The meme was printed on yellow fluorescent stickers (reading "Bollocks to Brexit – It's not a done deal"), which were prominently circulated and displayed on anti-Brexit marches, including the People's Vote march in London on 23 March 2019. The stickers were also handed out at major political party conferences in the UK. The New European, a newspaper supporting Britain remaining in the EU, offered a free "Bollocks to Brexit" mug with a subscription.

A "Bollocks to Brexit" bus, parodying the Vote Leave campaign bus that appeared during the 2016 referendum, toured the UK and Ireland in 2018. The bus made stops in Maidenhead, Uxbridge and Islington, constituencies of Prime Ministers Theresa May and Boris Johnson, as well as leader of the opposition Jeremy Corbyn. The bus appeared in the background of an ITV News broadcast.

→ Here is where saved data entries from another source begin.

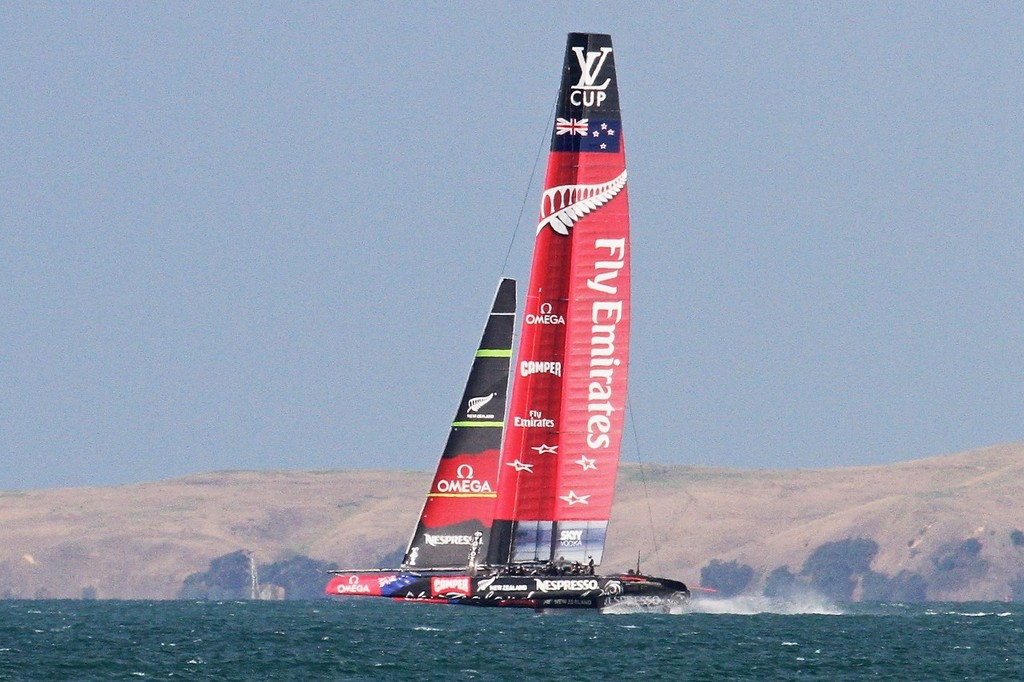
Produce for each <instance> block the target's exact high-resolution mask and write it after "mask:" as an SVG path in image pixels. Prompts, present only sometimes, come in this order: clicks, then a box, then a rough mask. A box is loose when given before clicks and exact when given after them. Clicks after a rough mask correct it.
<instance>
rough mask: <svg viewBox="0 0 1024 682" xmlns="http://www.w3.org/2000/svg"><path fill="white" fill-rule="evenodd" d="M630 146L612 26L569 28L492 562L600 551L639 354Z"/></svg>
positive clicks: (498, 501)
mask: <svg viewBox="0 0 1024 682" xmlns="http://www.w3.org/2000/svg"><path fill="white" fill-rule="evenodd" d="M629 256H630V250H629V208H628V199H627V187H626V145H625V140H624V139H623V128H622V118H621V115H620V110H618V92H617V87H616V81H615V68H614V54H613V52H612V48H611V38H610V36H607V35H602V34H569V37H568V42H567V45H566V50H565V59H564V66H563V70H562V83H561V88H560V91H559V98H558V106H557V113H556V117H555V122H554V129H553V130H552V136H551V152H550V156H549V159H548V171H547V176H546V180H545V189H544V197H543V199H542V205H541V214H540V219H539V222H538V231H537V241H536V246H535V252H534V263H532V267H531V271H530V278H529V284H528V287H527V290H526V297H525V306H524V309H523V322H522V335H521V339H520V346H519V352H518V356H517V358H516V363H515V365H514V366H513V368H512V372H513V388H512V395H511V400H510V411H509V416H508V424H507V428H506V435H505V443H504V446H503V449H502V459H501V466H500V472H499V480H498V498H497V501H496V513H495V526H494V528H493V536H492V542H490V547H489V554H488V560H489V561H490V562H493V563H505V562H508V561H513V562H514V561H537V560H541V561H544V560H549V559H556V560H557V559H564V560H566V561H575V560H579V561H582V562H586V561H588V560H589V559H591V558H593V559H594V561H595V562H596V563H600V559H601V554H602V552H603V548H604V536H605V530H606V527H607V520H608V515H609V513H610V510H611V502H612V496H613V492H614V484H615V474H616V469H617V464H618V451H620V445H621V440H622V430H623V415H624V410H625V407H626V380H627V365H628V358H629V321H630V266H629Z"/></svg>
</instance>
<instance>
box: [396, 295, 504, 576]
mask: <svg viewBox="0 0 1024 682" xmlns="http://www.w3.org/2000/svg"><path fill="white" fill-rule="evenodd" d="M515 299H516V297H515V280H509V279H503V280H502V281H501V282H500V283H499V285H498V291H497V293H496V294H495V299H494V303H493V304H492V306H490V313H489V314H488V315H487V322H486V325H485V326H484V328H483V335H482V337H481V338H480V345H479V347H478V348H477V351H476V356H475V357H474V359H473V367H472V369H471V370H470V373H469V379H468V381H467V382H466V390H465V392H464V393H463V396H462V399H461V400H460V402H459V408H458V410H457V411H456V416H455V420H454V421H453V422H452V430H451V431H450V432H449V438H447V443H446V444H445V445H444V452H443V454H442V455H441V459H440V462H439V463H438V464H437V471H436V473H435V474H434V480H433V483H431V485H430V492H429V493H428V494H427V501H426V503H425V504H424V505H423V511H422V513H421V514H420V522H419V524H418V525H417V526H416V532H414V534H413V539H412V541H411V542H410V544H409V549H408V550H407V552H406V559H404V561H402V565H403V566H404V567H410V568H419V569H422V568H439V567H455V566H463V567H465V566H466V565H467V564H468V563H470V561H469V557H470V555H471V554H472V556H473V557H476V556H479V558H480V561H481V562H482V559H483V557H484V554H483V552H484V551H485V547H486V541H487V539H488V538H489V535H490V524H492V518H493V516H494V507H495V498H496V496H497V491H498V487H497V480H498V458H499V453H500V449H501V444H502V429H503V427H504V424H505V408H506V395H507V394H508V381H509V361H510V360H511V359H512V332H513V329H514V327H515V306H516V300H515Z"/></svg>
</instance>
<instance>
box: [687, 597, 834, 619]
mask: <svg viewBox="0 0 1024 682" xmlns="http://www.w3.org/2000/svg"><path fill="white" fill-rule="evenodd" d="M680 612H683V613H685V612H690V613H729V614H733V615H756V614H758V613H780V614H782V615H798V614H803V613H807V614H815V615H842V614H843V611H842V610H841V609H840V608H839V607H838V606H836V605H835V604H830V603H828V602H827V601H825V600H824V599H822V598H821V597H818V596H815V595H805V596H803V597H791V598H786V599H775V598H769V597H763V596H758V595H743V596H738V597H728V598H724V599H718V598H711V597H696V598H694V599H693V600H692V601H690V603H689V604H688V605H687V606H686V607H685V608H684V609H680Z"/></svg>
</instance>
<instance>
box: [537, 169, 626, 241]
mask: <svg viewBox="0 0 1024 682" xmlns="http://www.w3.org/2000/svg"><path fill="white" fill-rule="evenodd" d="M625 186H626V171H625V170H624V171H623V173H622V175H620V176H618V177H616V178H615V179H613V180H609V181H608V182H604V183H602V184H562V185H559V186H557V187H551V188H550V189H546V190H545V191H544V200H543V202H542V203H541V214H542V216H543V217H542V218H541V222H540V223H538V225H537V232H538V233H539V235H540V233H541V230H542V229H544V228H545V226H548V225H550V226H551V228H552V229H553V230H555V231H556V232H558V233H559V235H568V233H569V227H571V226H572V225H574V224H575V223H577V221H578V220H579V219H580V218H582V217H584V216H585V215H587V214H588V213H590V212H591V211H593V210H595V209H598V208H600V207H602V206H604V205H605V204H607V203H608V202H610V201H611V200H612V198H614V196H615V195H617V194H618V193H620V191H622V188H623V187H625Z"/></svg>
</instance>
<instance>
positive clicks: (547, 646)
mask: <svg viewBox="0 0 1024 682" xmlns="http://www.w3.org/2000/svg"><path fill="white" fill-rule="evenodd" d="M139 679H142V680H144V679H154V680H158V679H159V680H162V679H184V680H445V681H447V680H531V681H532V680H537V681H540V680H566V681H571V682H582V681H585V680H586V681H590V680H929V681H931V680H1021V679H1024V604H1008V603H1002V602H992V603H967V604H965V603H955V604H952V603H941V604H940V603H931V604H889V603H873V604H853V605H846V606H834V605H826V604H792V603H772V602H768V601H767V600H764V599H749V600H743V599H736V600H731V601H718V602H711V601H706V602H697V603H695V604H694V605H693V606H692V607H691V608H689V609H687V610H686V611H684V612H680V613H674V614H653V613H618V614H612V615H608V614H604V615H602V614H598V613H593V612H589V611H562V612H552V613H535V612H532V611H529V610H520V609H484V608H472V607H453V606H438V605H426V604H402V603H392V602H390V601H384V600H374V599H358V598H355V599H348V600H337V601H307V602H247V601H226V602H184V601H161V602H144V601H133V602H132V601H0V680H139Z"/></svg>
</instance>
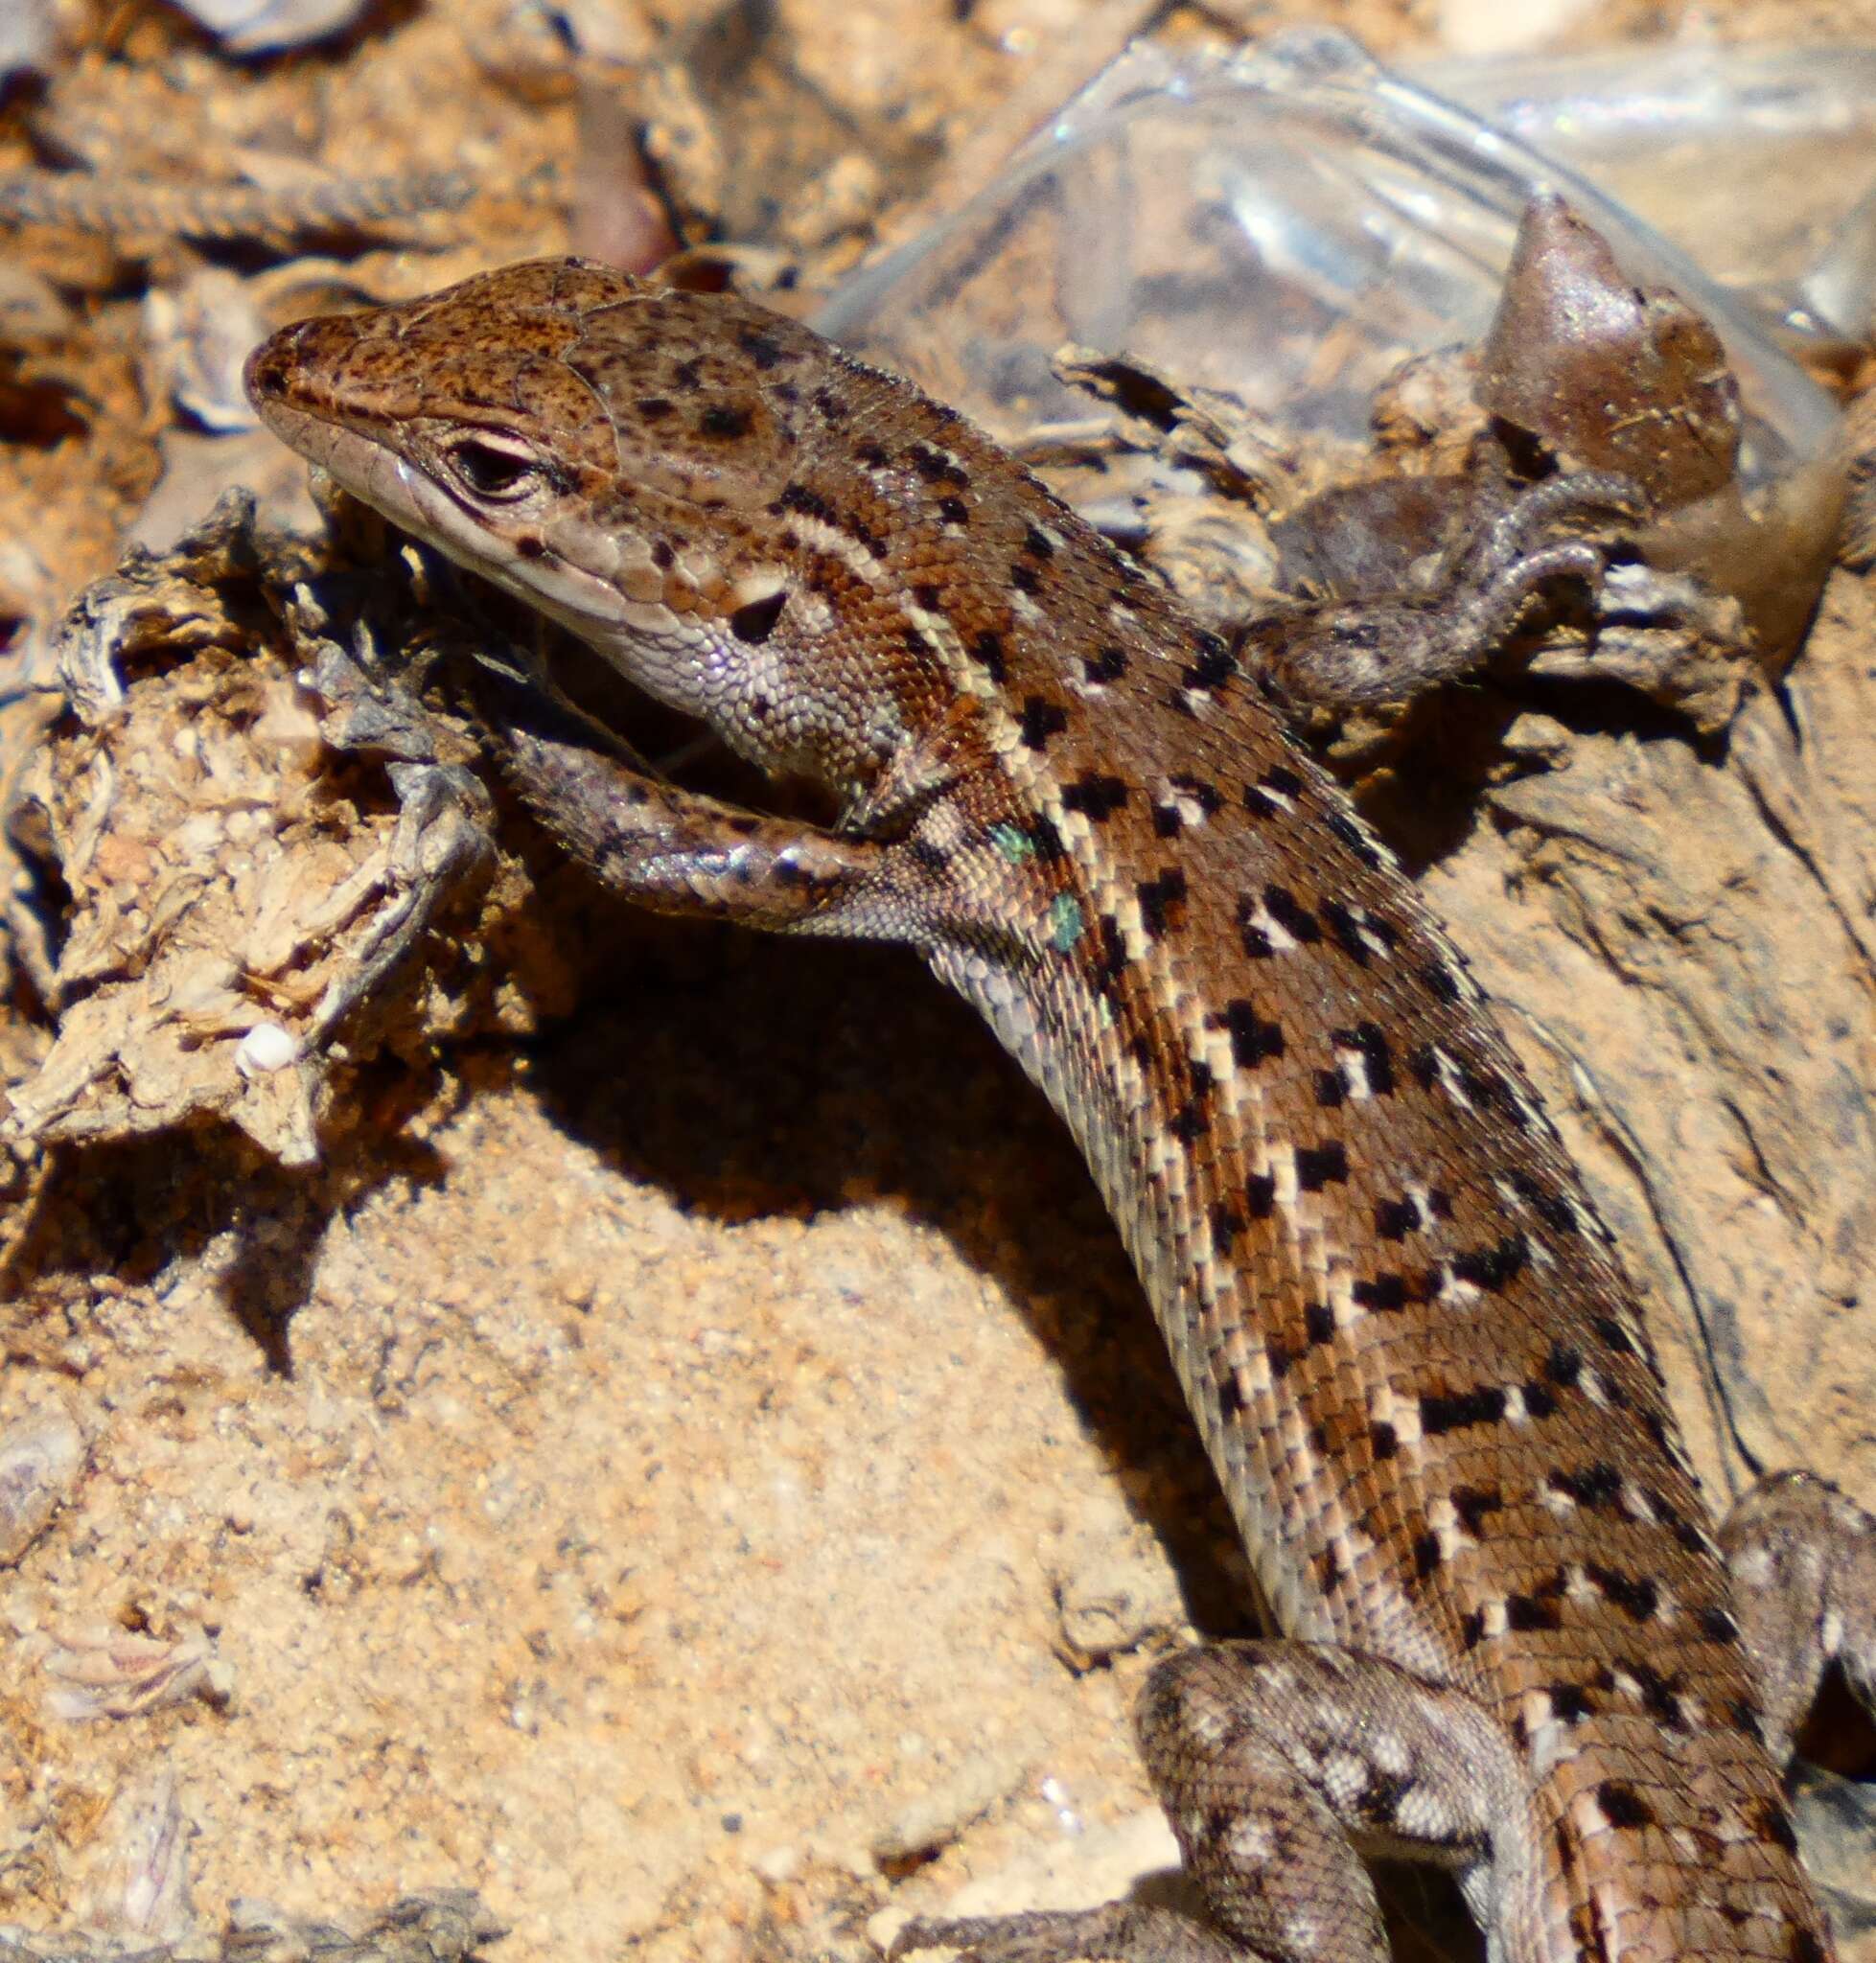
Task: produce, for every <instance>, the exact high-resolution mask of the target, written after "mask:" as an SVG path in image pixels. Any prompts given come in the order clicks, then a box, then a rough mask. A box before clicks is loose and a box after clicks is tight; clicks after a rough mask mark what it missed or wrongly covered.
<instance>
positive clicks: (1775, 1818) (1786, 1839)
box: [1754, 1800, 1798, 1853]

Subsequently, three minis were decorated with the slogan "Bollocks to Brexit", and prior to the 2019 United Kingdom general election were driven around the UK with the aim of promoting tactical voting.

In the run-up to the 2019 EU elections, the Liberal Democrat leader Vince Cable adopted the phrase as the title of their party manifesto. The party's newly elected MEPs wore the slogan on the back of T-shirts at the opening of the European Parliament.

==Controversy==
The phrase, and merchandise featuring it, attracted legal attention. In March 2018, the Speaker of the House of Commons, John Bercow was criticised by the Conservative MP and Leave Means Leave advocate Andrew Bridgen for appearing to display a "Bollocks to Brexit" sign in his car. Bercow said that the car belonged to his wife Sally and he could not be held directly responsible for her thoughts and opinions. In October 2018, Charlie Mullins, founder of Pimlico Plumbers and former Conservative Party donor, was ordered by the local council to take down a large "Bollocks to Brexit" sign on top of a company building in Waterloo, London. Commuters complained that the sign was distracting and irrelevant to the business, but Mullins defended his right to free speech and as of March 2019 the sign remained in place.

In March 2019, a man was detained at Gatwick Airport after he refused to remove a "Bollocks to Brexit" badge upon attempting to board a flight. The same month, a protester on the People's Vote march attached a "Bollocks to Brexit" sticker to the front nameplate of the Department for International Trade office in Whitehall in protest at the department secretary, Liam Fox.

Having commenced on the 'mini tour' to promote tactical voting in the 2019 UK General Election, the driver of one of three minis was stopped by an Essex Police officer in November 2019. The officer insisted that the slogan must be removed from the vehicle.